David Chaum: Diese Idee wurde bereits im Laufe der Geschichte und bei aktuellen Ereignissen in Frage gestellt. Die Fähigkeit, seine Gedanken und Überzeugungen frei zu teilen, ist für jede demokratische Gesellschaft obligatorisch. Leider haben wir gesehen, wie private Organisationen metadatengestützte Analysen zur Manipulation demokratischer Wahlen einsetzen und Regierungen dieselben Informationen zur Unterdrückung von Teilen der Bevölkerung verwenden. Ob ie etwas zu befürchten haben oder nicht, liegt in den Händen der (oft unbekannten) Parteien, die Zugang zu Ihren Daten haben.

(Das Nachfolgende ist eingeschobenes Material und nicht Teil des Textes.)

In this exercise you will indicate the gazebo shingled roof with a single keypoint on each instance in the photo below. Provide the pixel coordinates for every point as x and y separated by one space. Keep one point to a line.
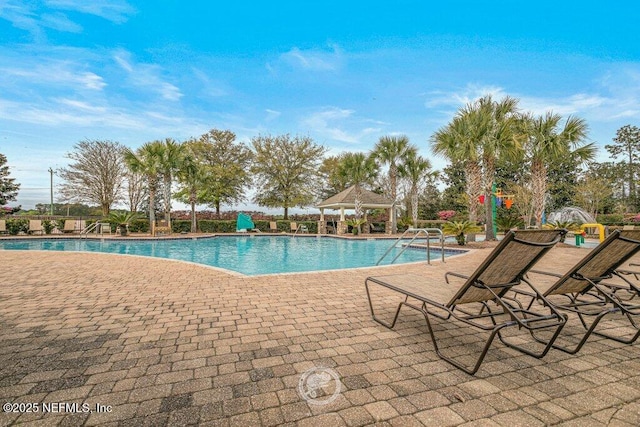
347 198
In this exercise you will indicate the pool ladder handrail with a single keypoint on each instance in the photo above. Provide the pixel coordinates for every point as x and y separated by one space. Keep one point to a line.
88 229
417 232
94 227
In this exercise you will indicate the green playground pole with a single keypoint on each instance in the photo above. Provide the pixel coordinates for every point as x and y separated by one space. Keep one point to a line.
494 210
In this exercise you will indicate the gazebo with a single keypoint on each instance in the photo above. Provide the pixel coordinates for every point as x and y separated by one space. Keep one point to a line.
346 200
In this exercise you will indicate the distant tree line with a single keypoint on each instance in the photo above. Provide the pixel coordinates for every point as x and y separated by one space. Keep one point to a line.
542 162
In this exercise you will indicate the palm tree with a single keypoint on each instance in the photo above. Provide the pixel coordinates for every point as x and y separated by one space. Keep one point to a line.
458 142
546 143
498 139
414 168
147 161
358 169
191 176
171 155
392 150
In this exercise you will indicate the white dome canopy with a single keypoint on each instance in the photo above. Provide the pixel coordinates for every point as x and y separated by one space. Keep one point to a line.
571 214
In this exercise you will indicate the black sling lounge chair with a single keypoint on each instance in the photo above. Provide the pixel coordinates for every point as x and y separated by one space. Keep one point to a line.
584 289
479 303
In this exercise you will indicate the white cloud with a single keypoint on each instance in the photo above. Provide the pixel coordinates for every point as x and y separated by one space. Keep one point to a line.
60 22
311 60
117 11
272 115
147 76
35 17
331 123
61 73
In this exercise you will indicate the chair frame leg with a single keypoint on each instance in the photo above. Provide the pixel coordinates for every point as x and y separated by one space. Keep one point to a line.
425 312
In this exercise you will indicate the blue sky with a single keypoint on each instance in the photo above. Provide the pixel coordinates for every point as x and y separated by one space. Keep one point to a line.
344 73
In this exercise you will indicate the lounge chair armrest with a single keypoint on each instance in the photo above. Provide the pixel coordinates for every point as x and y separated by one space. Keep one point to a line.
451 273
546 273
627 272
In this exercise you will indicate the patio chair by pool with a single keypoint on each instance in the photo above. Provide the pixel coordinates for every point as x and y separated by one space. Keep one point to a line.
244 224
35 226
584 290
480 302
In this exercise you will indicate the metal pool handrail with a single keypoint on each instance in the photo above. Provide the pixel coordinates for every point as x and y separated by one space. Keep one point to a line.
417 232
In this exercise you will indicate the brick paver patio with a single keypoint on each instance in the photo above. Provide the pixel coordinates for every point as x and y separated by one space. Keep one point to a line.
170 343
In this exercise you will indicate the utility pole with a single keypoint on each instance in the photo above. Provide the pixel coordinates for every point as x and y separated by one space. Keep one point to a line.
51 173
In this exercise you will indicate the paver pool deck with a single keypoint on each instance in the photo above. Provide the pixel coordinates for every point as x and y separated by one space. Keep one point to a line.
172 343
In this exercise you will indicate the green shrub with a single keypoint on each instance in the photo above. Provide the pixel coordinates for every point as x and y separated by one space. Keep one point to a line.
139 226
15 226
611 219
180 226
48 226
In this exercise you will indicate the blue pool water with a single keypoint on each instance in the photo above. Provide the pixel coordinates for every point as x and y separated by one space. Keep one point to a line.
250 255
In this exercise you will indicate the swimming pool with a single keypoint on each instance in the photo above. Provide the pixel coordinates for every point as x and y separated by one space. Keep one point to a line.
250 255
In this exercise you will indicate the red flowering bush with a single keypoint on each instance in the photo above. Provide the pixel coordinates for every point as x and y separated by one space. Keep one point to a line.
446 215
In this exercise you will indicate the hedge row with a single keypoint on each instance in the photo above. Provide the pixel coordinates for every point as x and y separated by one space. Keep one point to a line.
229 226
16 226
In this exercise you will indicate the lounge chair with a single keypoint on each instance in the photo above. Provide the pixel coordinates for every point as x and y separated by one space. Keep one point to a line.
244 224
376 229
298 228
586 291
70 226
35 226
162 227
479 303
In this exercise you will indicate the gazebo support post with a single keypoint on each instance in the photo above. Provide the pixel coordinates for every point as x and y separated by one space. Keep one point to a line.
322 225
342 225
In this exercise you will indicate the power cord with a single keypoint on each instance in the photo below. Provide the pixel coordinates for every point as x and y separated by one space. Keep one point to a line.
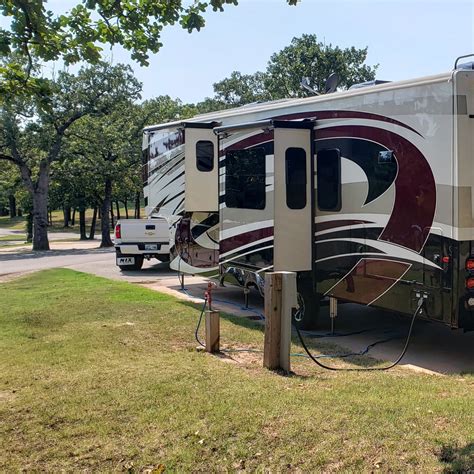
365 369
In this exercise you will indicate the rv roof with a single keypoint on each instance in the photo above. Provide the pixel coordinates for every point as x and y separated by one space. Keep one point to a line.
276 104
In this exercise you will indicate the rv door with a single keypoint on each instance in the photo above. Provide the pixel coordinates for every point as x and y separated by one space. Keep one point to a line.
293 180
201 168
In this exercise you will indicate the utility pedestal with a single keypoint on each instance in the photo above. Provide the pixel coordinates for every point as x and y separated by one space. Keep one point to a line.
212 331
280 299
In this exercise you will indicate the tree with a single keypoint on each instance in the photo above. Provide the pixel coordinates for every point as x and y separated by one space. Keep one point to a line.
32 133
240 89
306 57
79 35
10 187
108 149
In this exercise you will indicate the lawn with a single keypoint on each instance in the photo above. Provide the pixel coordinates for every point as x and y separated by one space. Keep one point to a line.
104 376
19 223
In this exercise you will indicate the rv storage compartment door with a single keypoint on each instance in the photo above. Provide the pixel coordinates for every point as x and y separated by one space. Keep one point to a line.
293 178
201 168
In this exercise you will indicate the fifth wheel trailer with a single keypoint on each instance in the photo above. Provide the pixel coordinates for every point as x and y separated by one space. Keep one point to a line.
367 194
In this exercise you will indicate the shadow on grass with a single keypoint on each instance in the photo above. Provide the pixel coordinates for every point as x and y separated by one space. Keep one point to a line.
457 459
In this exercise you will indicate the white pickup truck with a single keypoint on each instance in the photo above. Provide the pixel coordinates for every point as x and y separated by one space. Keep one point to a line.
137 239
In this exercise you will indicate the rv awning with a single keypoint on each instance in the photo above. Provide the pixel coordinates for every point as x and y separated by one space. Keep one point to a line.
181 124
267 124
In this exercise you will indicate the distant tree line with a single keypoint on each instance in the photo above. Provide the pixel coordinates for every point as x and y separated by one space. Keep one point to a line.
73 142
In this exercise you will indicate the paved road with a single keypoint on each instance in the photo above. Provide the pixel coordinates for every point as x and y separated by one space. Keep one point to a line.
433 347
14 234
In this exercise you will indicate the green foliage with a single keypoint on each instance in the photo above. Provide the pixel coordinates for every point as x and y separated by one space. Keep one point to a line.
304 57
37 33
240 89
307 57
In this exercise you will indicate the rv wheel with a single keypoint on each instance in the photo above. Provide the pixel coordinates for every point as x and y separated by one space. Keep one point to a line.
308 302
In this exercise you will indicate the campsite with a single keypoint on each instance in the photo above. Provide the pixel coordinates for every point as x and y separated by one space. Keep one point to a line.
234 251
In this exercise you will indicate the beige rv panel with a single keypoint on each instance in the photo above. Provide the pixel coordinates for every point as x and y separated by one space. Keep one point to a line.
464 154
292 227
201 187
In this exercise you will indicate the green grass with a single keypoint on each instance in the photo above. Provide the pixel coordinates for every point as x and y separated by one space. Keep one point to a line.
98 375
17 223
12 238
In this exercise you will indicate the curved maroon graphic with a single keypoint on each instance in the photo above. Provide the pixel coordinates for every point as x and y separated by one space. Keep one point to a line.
413 211
415 191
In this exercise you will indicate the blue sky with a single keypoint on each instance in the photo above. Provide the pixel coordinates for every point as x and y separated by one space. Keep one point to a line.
408 38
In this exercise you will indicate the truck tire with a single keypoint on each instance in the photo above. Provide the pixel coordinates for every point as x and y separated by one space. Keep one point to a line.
135 267
309 304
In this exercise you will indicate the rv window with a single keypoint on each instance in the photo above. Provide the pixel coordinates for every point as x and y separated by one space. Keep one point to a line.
329 179
295 169
245 179
205 155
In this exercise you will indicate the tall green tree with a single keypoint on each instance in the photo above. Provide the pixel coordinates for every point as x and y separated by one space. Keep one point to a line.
315 60
240 89
35 32
304 57
32 133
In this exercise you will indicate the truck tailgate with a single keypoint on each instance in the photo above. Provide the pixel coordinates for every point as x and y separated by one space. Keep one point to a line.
144 230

Das Blockchain-Ethos bestand darin, die Kontrolle über unsere Finanzinfrastruktur wieder in die Hände der Menschen zu legen, weil sich zentralisierte Organisationen als fehlerhaft erwiesen haben. Wir müssen den gleichen Ansatz in Bezug auf die Kontrolle unserer persönlichen Daten verfolgen.

BTC-ECHO: Regulierungs- und Strafverfolgungsbehörden sind Privacy-Technologien naturgemäß ein Dorn im Argusauge. Man denke etwa an den Bitcoin-Mixer bestmixer.io, der im vergangenen Jahr von der europäischen Polizeibehörde Europol zerschlagen wurde. Oder an den Streit zwischen dem FBI und Apple, das 2016 partout keine Hilfestellung bei der Entschlüsselung von iPhones leisten wollte. Auch hierzulande gab es beispielsweise Überlegungen, das Betreiben von Knotenpunkten im TOR-Netzwerk unter Strafe zu stellen. Wie groß schätzt du die Gefahr ein, dass dem xx messenger – beziehungsweise dem gesamten xx network – ein ähnliches Schicksal ereilt wie Bestmixer.io?

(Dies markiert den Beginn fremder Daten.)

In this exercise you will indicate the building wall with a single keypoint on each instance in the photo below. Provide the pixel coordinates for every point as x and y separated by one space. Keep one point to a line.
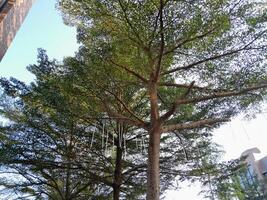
11 17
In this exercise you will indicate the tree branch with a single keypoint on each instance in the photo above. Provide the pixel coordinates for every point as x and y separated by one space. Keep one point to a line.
130 71
162 41
174 106
126 107
193 125
220 95
122 118
215 57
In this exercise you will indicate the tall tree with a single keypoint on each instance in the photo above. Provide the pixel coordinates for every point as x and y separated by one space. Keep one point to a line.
198 62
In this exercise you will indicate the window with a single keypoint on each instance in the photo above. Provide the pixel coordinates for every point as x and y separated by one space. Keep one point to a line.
2 2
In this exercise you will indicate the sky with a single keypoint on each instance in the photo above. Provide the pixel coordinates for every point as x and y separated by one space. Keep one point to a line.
44 28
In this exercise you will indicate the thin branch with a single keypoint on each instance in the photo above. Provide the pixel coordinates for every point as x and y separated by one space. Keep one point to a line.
126 107
220 95
193 125
126 68
169 84
122 118
174 106
215 57
162 41
183 42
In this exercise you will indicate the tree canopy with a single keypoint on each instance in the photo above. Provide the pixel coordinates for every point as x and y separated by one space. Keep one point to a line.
167 71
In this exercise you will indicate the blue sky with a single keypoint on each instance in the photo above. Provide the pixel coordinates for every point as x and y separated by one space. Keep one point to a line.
44 28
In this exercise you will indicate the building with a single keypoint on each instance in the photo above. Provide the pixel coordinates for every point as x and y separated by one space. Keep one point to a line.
256 167
255 174
12 15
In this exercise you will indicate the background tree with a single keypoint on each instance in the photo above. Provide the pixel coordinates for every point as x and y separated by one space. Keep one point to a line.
199 63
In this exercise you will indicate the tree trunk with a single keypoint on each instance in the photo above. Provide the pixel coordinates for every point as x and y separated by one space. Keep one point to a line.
117 174
153 176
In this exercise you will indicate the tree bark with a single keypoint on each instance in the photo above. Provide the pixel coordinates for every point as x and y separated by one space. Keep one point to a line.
153 175
117 174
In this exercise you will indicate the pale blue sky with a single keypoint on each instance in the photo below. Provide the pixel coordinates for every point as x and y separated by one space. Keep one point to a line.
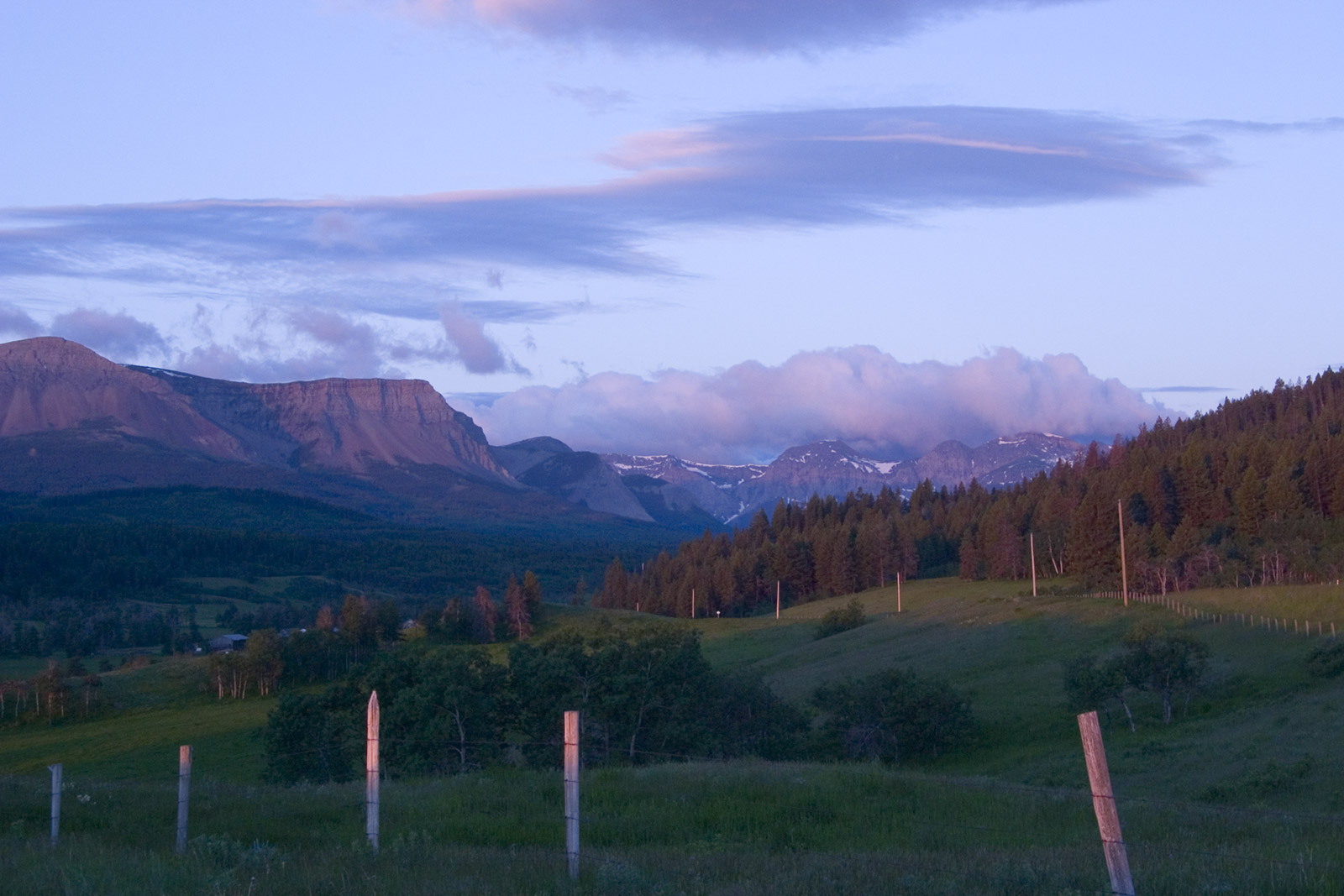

David Chaum: Wir haben mit einer Reihe von Schlüsselpersonen im Bereich der Regulierung und der Strafverfolgung gesprochen und wir vertreten die Auffassung, dass private Kommunikation und Zahlungen über persönliche Bargeldtransaktionen seit Jahrhunderten bestehen und für das Wachstum robuster Volkswirtschaften von entscheidender Bedeutung sind. Das Wesen dezentralisierter Netzwerke, einschließlich des xx-Netzwerks, besteht darin, dass sie von einer Gemeinschaft verwaltet und kontrolliert werden. Da die staatlichen Regulierungs- und Strafverfolgungsbehörden für und im Interesse der Gemeinschaft arbeiten, sollten diese Plattformen diese Interessen widerspiegeln. Wir glauben nicht, dass irgendeine Regierungsbehörde rechtfertigen kann, dass Bargeldtransaktionen verboten werden sollten. Dasselbe sollte auch für die Währung des xx-Netzwerks gelten.

BTC-ECHO: Elixxir soll mittelfristig nicht nur Kommunikationen, sondern auch Transaktionen anonymisieren. Im geplanten xx network soll Elixxir in Verbindung mit der Praxxis Blockchain dafür sorgen, dass niemand sieht, wer wem wann wie viel überwiesen hat. Nun tummeln sich im Krypto-Space bereits zahlreiche Projekte, beispielsweise Monero oder Zcash, die den Fokus explizit auf Datenschutz legen. Ringsignaturen, zk-SNARKs, Decoy-Transaktionen… Reicht das nicht?

David Chaum: Genug Privatsphäre ist subjektiv. Einige dieser Privacy Blockchains sind ein wichtiger Schritt zu einer funktionalen Privatsphäre. Die Frage ist nicht wirklich, ob sie privat genug sind, sondern ob sie leistungsfähig und sicher genug sind, um eine Form von digitalem Bargeld zu sein. Keine dieser Plattformen befasst sich mit der Frage, ob es in einigen der heute verwendeten kryptografischen „Standards“ Fallstricke gibt. Einige der Standards aus derselben Quelle haben sich als Fallstricke erwiesen. Und natürlich ist die drohende Bedrohung durch Quantencomputer etwas, das sogar die NSA beschlossen hat, sehr ernst zu nehmen.

Die Währung der Zukunft sollte nichts sein, was ein staatlicher Akteur zu Fall bringen könnte. Die derzeitigen Privacy Blockchains, die du nennst, sind um Größenordnungen langsamer als das, was zur Unterstützung einer globalen Nutzerbasis erforderlich ist, und die Praxxis Blockchain kann, da sie linear skaliert, wie jeder in unserem technischen Paper sehen kann, leicht auf die Verbraucherebene skalieren.